Para mayor facilidad didáctica con la que propagar el mensaje, lo encuentran incluso representado en secuencias memorables de películas interpretadas por Marlon Brando -la “genial Queimada de Gillo Pontecorvo”- (cito literal del artículo)… Al fin y al cabo, todo se concreta en argumentos sencillos, mandamientos irrefutables que se reducen, en esencia a dos: denunciar la corrupción de todos los gobernantes anteriores, y dejar que el pueblo se exprese, porque en él está la verdad.
No soy capaz de desentrañar lo profundo del mensaje, por más que me devano la sesera. Por eso, me pregunto, consciente de que llego ya demasiado tarde para emprender otra carrera univesitaria: ¿Qué se estudia en las Facultades de Políticas?
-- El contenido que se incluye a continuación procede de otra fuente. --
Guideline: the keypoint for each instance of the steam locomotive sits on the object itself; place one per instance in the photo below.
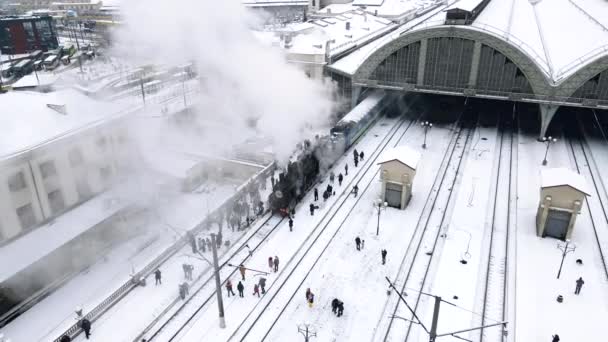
(302, 172)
¿Me he perdido algo? ¿Es una rémora insalvable haber permanecido fiel a los principios éticos que me inculcaron mis padres? ¿No me servirá de nada haber estudiado Historia por mi cuenta, buceando en múltiples fuentes, sin admitir que una persona sola me la explique? ¿Es un desdoro haber conocido de primera mano muchos currícula de arribistas, salvapatrias y sabihondos? ¿Pesa en mi contra que nadie me haya considerado jamás su mejor alumno, ni siquiera en las Universidades en donde obtuve mis títulos académicos?
Y, por cierto, ¿dónde puedo homologar el recorrido experimental que me acreditaría como escéptico ante quienes se arrogan la capacidad, derivada de su presunta superior inteligencia, para otorgar títulos de expertos en legitimidad y proyectos de país?
Porque, como he escrito muchas veces, una cosa es predicar y otra dar trigo. Aunque se tenga el campo, hace falta la semilla. Y para hacer buen pan -prefiero el de muchos cereales y libre de toda mamadura-, mejor el saber práctico del panadero, que pertrecharse tras libros de cocina.